Simultaneously, the New York Times‘ revealed the U.S. Post Office has been doing something disturbingly similar for years now, possibly for as long as a century.
Currently known by the Orwellian moniker “Mail Isolation Control and Tracking” and previously dubbed simply “mail covers,” the program takes photos of mailed envelopes, scans that data and holds on to it until an investigator comes calling. And–you guessed it–no warrant is needed. It’s old school metadata.
Some may find this system less objectionable than PRISM, because while PRISM was peering into communications most people think are private, there is nothing private about the outside of an envelope. The simply act of carrying an envelope to a mailbox could expose it to at least some peering eyes, and in any case, postal workers will certainly see every envelope. The courts have taken just this stance, saying that we have “no reasonable expectation of privacy for information contained on the outside of a letter.”
But does that make it okay? Read what one federal investigator had to say about what kind of information they can obtain:
“It’s a treasure trove of information,” said James J. Wedick, a former F.B.I. agent who spent 34 years at the agency and who said he used mail covers in a number of investigations, including one that led to the prosecution of several elected officials in California on corruption charges. “Looking at just the outside of letters and other mail, I can see who you bank with, who you communicate with — all kinds of useful information that gives investigators leads that they can then follow up on with a subpoena.”
But, he said: “It can be easily abused because it’s so easy to use and you don’t have to go through a judge to get the information. You just fill out a form.”
Moreover, the program has been used for political intimidation. Sheriff Joe Arpaio of Arizona used the program to track the mail going to and from a member of the Maricopa County Board of Supervisors who was highly critical of Arpaio’s programs.

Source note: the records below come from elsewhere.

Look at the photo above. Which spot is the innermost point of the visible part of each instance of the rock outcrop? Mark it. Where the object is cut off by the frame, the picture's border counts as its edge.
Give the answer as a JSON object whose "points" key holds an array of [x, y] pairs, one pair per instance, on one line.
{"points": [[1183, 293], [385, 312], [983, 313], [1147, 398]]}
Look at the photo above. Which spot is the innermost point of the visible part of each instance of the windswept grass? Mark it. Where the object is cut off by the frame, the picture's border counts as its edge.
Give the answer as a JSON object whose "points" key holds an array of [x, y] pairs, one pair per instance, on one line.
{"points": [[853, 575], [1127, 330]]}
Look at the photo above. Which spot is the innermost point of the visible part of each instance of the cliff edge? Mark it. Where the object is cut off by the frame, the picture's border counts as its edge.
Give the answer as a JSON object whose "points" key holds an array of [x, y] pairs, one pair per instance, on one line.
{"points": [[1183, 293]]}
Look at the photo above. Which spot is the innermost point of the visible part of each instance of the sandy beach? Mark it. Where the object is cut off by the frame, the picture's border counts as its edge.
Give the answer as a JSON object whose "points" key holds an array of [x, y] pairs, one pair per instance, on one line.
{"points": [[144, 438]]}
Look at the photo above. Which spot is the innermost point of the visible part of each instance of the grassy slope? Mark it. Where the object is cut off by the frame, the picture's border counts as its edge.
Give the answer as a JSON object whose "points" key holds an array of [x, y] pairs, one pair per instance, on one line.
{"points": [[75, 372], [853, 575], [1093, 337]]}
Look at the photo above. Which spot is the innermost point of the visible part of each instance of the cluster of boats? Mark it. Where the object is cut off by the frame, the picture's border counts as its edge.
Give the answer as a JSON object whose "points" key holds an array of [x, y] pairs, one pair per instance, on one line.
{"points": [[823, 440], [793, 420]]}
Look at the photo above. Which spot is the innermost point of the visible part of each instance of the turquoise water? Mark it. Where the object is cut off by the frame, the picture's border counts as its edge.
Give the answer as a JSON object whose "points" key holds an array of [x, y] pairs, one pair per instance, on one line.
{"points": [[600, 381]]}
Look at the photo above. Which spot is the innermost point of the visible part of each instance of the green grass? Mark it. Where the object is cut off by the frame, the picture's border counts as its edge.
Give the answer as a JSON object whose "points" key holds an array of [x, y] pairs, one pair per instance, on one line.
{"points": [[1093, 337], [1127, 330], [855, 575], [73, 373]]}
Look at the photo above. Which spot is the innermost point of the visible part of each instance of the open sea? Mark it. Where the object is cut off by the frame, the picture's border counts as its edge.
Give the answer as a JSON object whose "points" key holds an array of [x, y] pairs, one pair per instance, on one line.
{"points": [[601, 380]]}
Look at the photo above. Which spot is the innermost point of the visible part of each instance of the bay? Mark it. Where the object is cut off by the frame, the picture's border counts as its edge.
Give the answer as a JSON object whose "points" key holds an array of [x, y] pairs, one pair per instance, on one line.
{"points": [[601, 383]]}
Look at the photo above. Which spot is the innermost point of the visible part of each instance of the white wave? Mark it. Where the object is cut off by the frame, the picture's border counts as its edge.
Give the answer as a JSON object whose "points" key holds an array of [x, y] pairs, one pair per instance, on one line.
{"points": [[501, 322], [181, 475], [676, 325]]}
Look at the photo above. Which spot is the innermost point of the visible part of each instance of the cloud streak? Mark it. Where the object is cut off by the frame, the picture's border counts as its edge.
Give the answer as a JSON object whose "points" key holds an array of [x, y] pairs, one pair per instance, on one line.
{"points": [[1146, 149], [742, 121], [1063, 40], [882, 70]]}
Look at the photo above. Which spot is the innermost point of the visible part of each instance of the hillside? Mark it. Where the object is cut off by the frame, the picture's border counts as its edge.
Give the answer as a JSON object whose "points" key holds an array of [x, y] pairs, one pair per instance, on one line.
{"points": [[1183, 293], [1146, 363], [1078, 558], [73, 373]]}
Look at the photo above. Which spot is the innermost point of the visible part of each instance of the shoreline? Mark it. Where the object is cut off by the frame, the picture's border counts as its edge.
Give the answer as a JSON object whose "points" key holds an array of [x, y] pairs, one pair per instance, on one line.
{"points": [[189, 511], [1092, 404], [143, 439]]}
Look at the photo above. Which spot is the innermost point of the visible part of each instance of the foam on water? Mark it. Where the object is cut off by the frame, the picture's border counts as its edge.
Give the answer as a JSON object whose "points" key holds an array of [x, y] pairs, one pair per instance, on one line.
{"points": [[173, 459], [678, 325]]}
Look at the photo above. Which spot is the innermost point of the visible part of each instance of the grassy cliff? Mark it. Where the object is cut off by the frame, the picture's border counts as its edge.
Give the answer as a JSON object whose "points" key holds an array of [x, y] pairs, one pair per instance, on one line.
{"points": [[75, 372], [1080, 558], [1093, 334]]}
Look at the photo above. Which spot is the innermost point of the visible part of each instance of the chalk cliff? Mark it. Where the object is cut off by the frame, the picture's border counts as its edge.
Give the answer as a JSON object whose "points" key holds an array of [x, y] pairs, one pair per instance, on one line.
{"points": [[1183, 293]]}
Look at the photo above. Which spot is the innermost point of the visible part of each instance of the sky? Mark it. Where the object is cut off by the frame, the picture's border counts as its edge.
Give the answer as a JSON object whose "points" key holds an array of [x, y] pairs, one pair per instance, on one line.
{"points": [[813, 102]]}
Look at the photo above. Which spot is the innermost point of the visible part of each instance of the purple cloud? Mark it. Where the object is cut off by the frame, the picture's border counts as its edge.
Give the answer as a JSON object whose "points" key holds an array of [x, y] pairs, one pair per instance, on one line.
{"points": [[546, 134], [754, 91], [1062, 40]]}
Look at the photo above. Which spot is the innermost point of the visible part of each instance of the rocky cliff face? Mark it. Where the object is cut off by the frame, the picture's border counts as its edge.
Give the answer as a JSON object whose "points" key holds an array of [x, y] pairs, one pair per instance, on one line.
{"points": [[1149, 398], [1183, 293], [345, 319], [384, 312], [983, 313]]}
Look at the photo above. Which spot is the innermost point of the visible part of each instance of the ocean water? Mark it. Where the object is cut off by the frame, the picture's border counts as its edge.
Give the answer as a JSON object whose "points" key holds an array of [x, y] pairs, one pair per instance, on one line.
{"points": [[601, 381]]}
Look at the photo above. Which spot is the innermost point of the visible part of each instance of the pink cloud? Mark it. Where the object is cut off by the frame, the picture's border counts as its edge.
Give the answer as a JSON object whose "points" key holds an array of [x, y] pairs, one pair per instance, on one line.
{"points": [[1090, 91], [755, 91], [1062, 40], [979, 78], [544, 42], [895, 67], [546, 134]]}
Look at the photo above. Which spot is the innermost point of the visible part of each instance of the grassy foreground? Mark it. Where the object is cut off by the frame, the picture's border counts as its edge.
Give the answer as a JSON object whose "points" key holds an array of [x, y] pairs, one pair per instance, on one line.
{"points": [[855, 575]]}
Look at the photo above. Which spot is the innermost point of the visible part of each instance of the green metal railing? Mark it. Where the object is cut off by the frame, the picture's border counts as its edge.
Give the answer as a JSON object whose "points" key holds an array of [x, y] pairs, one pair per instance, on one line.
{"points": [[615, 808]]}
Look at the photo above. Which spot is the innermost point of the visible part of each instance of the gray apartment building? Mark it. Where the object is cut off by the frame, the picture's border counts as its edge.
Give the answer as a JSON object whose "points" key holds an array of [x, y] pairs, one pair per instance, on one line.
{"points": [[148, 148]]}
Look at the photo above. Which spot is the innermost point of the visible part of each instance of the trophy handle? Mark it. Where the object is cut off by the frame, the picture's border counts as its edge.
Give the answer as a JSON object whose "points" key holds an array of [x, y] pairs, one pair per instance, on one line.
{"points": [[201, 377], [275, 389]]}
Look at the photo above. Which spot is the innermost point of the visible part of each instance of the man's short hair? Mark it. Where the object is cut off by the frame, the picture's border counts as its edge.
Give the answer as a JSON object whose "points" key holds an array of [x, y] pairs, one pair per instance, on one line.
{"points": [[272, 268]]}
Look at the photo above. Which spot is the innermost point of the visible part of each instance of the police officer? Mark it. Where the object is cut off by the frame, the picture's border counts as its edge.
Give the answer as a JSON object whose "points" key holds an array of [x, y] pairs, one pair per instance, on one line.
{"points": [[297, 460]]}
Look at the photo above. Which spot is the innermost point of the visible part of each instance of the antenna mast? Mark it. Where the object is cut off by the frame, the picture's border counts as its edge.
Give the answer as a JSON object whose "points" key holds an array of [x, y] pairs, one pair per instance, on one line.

If a law enforcement official wants to collect data on a private citizen, they should use the recourse that has always been available to them: go to the courts to request a warrant, and make the case that such investigation is necessary for public safety. The burden of proof rests with the law enforcement official, and if they can pass that high bar, then the investigation can commence. For this program, or any government program, to authorize the exercise of such power unchecked by any formal process or institution is a recipe for disaster.